Inmitten all dieser Schrecken bewahrt der Zeitzeuge Szpilman sich einen unbestechlichen Blick, dem auch die andere Seite des Lebens der Juden im Getto nicht entgeht:  Geschäftemacher, Schieber und Schmuggler, die mit den Nazis kooperieren und sich an der Not der anderen bereichern, wie auch eine jüdische Polizei, die der SS bei Verhaftungen und Selektionen hilft. Doch auch die zweifelhaften Charaktere im Getto reagierten nur auf den Nazi-Terror , der ihr Leben bedrohte und letztlich auch vernichtet hat.

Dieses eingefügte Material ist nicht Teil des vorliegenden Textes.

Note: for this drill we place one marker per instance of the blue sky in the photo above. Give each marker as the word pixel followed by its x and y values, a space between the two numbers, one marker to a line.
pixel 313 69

Sie alle waren Nazi-Opfer, wie Wolf Biermann in seinem lesenswerten Nachwort richtig feststellt.
Für Szpilman bildeten die Szenen im Ghetto erst den Auftakt für einen fast unmenschlichen Überlebenskampf. Die Angst vor der Entdeckung durch die Deutschen reduziert seine Existenz auf engsten Raum. Er darf sich in seinen jeweiligen Verstecken nicht bemerkbar machen, kann keine Nahrung besorgen. Diese Ohnmacht steigert sich im Kriegswinter 1944/45, als der durch Hunger und Krankheit Geschwächte auf dem Dach eines ausgebrannten Hauses Zuflucht sucht.

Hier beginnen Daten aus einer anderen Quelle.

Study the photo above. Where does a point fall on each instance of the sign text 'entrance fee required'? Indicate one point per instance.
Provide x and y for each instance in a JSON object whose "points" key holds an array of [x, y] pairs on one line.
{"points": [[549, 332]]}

Später, als er auch dieses Versteck verlassen muß, wird ausgerechnet ein deutscher Offizier zu seinem entscheidenden Retter. Es war Hauptmann Wilm Hosenfeld, dessen Name dem Autor bei der Niederschrift seines Textes (1945) nicht bekannt war, der auch anderen Menschen nachweislich das Leben gerettet hat. Er war, wie Szpilman voller Dankbarkeit und Anerkennung schreibt, »der einzige Mensch  in deutscher Uniform, dem ich begegnet bin".
Und die im Anhang erstmals veröffentlichten Tagebuch-Aufzeichnungen  zeigen Hosenfeld als einen erschütterten Zeugen des Nazi-Terrors. Er berichtet fast ungläubig von den Deportationen, den Erschießungen, den Mißhandlungen, beschreibt die Massenmorde in Auschwitz und Treblinka. »Wir haben eine unaustilgbare Schande, einen unauslöschlichen Fluch auf uns geladen. Wir verdienen keine Gnade, wir sind alle mitschuldig". Worte aus deutschem Mund, die eine klare, unmißverständliche Sprache sprechen. Der Christ Hosenfeld nimmt sich von der Verantwortung nicht aus: »Was sind wir Feiglinge, daß wir, die besser sein wollen, das alles geschehen lassen. Darum werden wir auch mitgestraft werden. Auch unsere unschuldigen Kinder wird es treffen, denn wir machen uns mitschuldig, indem wir die Frevel zulassen«.
Einen Teil seiner Schuld hat Wilm Hosenfeld abgetragen, indem er dem verfolgten Wladyslaw Szpilman mit Lebensmitteln das Überleben auf dem Dachboden des Warschauer Festungskommandos sicherte. Nicht zuletzt diesem Umstand haben wir es zu verdanken, daß heute dieses bewegende Buch vor uns liegt.